I’m guessing that combining the Wasserstein GAN, and Professor Forcing is probably going to be quite a general and simple way of training RNNs, (thought it might not be that fast :blush: )?

Best regards,


Since the pull request was merge does anyone have an example about how one can compute the gradients of gradients in order to implement WGAN-GP?

Thomas, I wanted to say that your blogpost is really really cool. The geometric intuition is really nice, and your semi-improved gans are nice :slight_smile:

1 Like

Thank you @smth! It means a lot to me.

1 Like

So the brand-new, awesome gradient of gradient feature (thanks!) is here and one could try to implement the original Improved training of Wasserstein GAN cost functional.

Thank you @apaszke for your advice on how to improve second derivative handling in
my take on implementing it in pytorch.

Here is a picture of the 25 gaussians:

Best regards


(Edited after improving the loss function formulation.)


Great stuff Thomas :smile:

Maybe you can refer to the work here to find how to use gradient penalty using pytorch


Great stuff! @caogang. I look forward to comparing our toy implementations and also to your implementation of the more serious problems.

Thank you for sharing!

1 Like

Nice work @tom and @caogang !

Tom, I tried to plug your code to the Wassertein code available from the original author, however after calling grad(…, create_graph=True) all the Variables present in errD_gradient have requires_grad set to False and respectively lip+loss.backward() fails since there are no nodes that require a gradient to be computed.
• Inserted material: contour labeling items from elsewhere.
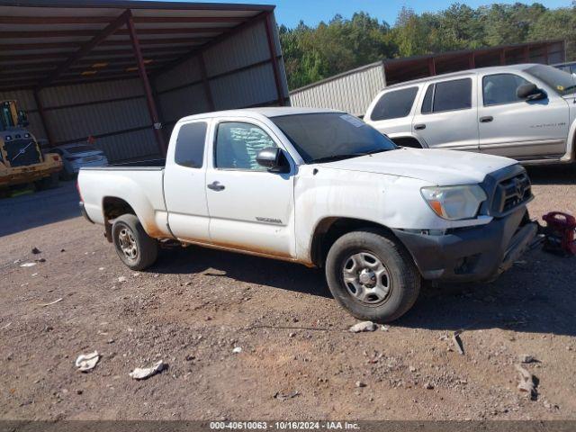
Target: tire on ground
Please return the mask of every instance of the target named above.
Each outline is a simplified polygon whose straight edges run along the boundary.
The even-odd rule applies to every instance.
[[[363,303],[348,292],[343,269],[355,253],[377,256],[388,270],[391,290],[380,303]],[[398,239],[372,229],[352,231],[340,237],[330,248],[326,260],[326,278],[334,298],[359,320],[390,322],[406,313],[418,298],[421,278],[410,254]]]
[[[136,241],[138,253],[134,259],[124,254],[120,244],[119,235],[124,228],[128,228],[132,232]],[[146,233],[136,215],[122,214],[117,218],[112,226],[112,237],[118,256],[130,269],[144,270],[156,262],[158,256],[158,244]]]

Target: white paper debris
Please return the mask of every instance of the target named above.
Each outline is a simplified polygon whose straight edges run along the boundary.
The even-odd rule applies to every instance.
[[[158,374],[158,372],[161,372],[164,369],[164,362],[160,360],[152,367],[137,367],[132,372],[130,372],[129,375],[130,376],[130,378],[133,378],[135,380],[144,380],[155,374]]]
[[[98,351],[90,354],[81,354],[78,356],[78,358],[76,359],[76,367],[77,367],[80,372],[87,372],[94,368],[98,360],[100,360]]]
[[[44,306],[50,306],[50,304],[56,304],[56,303],[58,303],[58,302],[62,302],[62,300],[64,300],[64,299],[62,299],[62,297],[60,297],[59,299],[56,299],[54,302],[50,302],[50,303],[39,303],[38,305],[39,305],[39,306],[42,306],[42,307],[44,307]]]
[[[348,328],[348,331],[351,331],[352,333],[360,333],[362,331],[374,331],[376,328],[378,328],[378,326],[374,322],[362,321]]]

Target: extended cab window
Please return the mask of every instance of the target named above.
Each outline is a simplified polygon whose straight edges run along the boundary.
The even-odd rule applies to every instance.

Do you have nay idea that may cause this?

Do you have a pointer to your code? Then I would take a look.
Basically, the section in the elif lipschitz_constraint == 3: should do the trick.
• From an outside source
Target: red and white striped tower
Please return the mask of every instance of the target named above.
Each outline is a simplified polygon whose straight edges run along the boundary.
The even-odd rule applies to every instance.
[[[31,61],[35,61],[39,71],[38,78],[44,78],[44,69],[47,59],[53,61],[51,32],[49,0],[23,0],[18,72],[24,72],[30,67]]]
            interp_alpha.data.resize_(batch_size, 1)
            interp_points = Variable((interp_alpha.expand_as(input)*input+(1-interp_alpha.expand_as(input))*input2).data, requires_grad=True)
            errD_interp_vec = netD(interp_points)
            errD_gradient, = torch.autograd.grad(errD_interp_vec.sum(), interp_points, create_graph=True)
            lip_est = (errD_gradient**2).view(batch_size,-1).sum(1)
            lip_loss = penalty_weight*((1.0-lip_est)**2).mean(0).view(1)

Best regards


Thank you Thomas, your help is appreciated!
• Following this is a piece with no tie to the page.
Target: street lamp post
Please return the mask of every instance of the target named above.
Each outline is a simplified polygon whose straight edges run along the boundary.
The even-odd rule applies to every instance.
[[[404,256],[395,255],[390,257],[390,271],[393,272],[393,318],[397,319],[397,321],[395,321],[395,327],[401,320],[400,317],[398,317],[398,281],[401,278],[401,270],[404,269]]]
Yes, that is exactly what I plugged in, please see the code here: https://codeshare.io/5Mj9Vn

It is mainly the original code + the bits written by you. Also was the summation ommited intentionally ? ( errD = errD + lip_loss )


Hi Adrian,

I must admit that I cannot say why the error message is what it is, but I would guess that the network uses ops that have not yet been converted to the new style autograd. These will come, but only piece by piece (I should really convert a few more, but I was busy today).
There is a pull request open by @caogang: https://github.com/pytorch/pytorch/pull/1507

Note that I reimplemented LeakyReLU and I think BatchNorm is open, too.

Best regards


No worries, thanks for having a look! Probably you are right and it’s caused by the missing ops.

Thanks a lot,

Has nn.Conv2d been converted to the new style autograd?